O ‘não’ é mais importante que o ‘sim’?
Eu diria que o ‘não’ é urgente. É muito mais fácil dizermos ‘sim’, aceitar as coisas, deixarmo-nos ir com a posição de outra pessoa ou grupo, do que nos revoltarmos. O ‘não’ é uma posição de defesa e ainda mais de ataque; é a força de poder dizer ‘eu estou aqui e não concordo’. É acreditarmos em nós mesmos, é lutar pelo direito de escolher. Para o ‘não’, mais do que coragem, é preciso amor-próprio. E se há alguém que está sempre disponível para nós, somos nós mesmos. Há que aproveitar!
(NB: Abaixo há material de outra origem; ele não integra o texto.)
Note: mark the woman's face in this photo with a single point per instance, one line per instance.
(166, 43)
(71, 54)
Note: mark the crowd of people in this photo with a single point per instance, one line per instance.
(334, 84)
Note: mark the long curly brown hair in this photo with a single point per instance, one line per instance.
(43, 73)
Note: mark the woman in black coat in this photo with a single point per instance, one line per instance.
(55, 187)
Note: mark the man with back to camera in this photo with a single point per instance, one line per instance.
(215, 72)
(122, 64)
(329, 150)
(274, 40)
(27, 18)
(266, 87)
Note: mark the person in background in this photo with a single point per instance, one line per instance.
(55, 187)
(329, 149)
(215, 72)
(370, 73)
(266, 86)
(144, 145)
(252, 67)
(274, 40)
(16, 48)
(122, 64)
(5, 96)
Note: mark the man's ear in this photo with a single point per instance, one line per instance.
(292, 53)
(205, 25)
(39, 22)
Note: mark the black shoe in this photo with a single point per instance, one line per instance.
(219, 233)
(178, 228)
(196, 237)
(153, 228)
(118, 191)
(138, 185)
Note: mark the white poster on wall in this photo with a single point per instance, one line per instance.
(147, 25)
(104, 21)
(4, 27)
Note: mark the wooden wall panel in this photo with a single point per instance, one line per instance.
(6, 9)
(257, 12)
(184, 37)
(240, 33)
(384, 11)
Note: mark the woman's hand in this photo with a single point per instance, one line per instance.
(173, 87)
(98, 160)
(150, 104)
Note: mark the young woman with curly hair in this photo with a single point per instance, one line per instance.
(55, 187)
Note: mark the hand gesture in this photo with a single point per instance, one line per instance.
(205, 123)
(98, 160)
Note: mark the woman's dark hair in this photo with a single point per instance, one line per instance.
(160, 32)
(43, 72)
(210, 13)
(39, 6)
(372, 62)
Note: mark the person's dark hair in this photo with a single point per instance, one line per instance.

O que nasce pós-ideia: a ilustração ou a escrita (ambidestra)?
Regra geral, o que eu quero dizer por palavras vem primeiro e só depois procuro a ilustração que pode enfatizar e complementar a mensagem.
E os bordados?
Sou eu que bordo à mão. Faço-o porque, além da escrita, há outro elemento com um caráter muito forte no meu trabalho: o tempo. A honestidade dos posts (Instagram) vem do desenho imediato da ideia, enquanto nos bordados vem de todo o processo cauteloso que o bordado implica. Logo, faz todo o sentido que seja eu a fazer, e dá-me gosto bordar.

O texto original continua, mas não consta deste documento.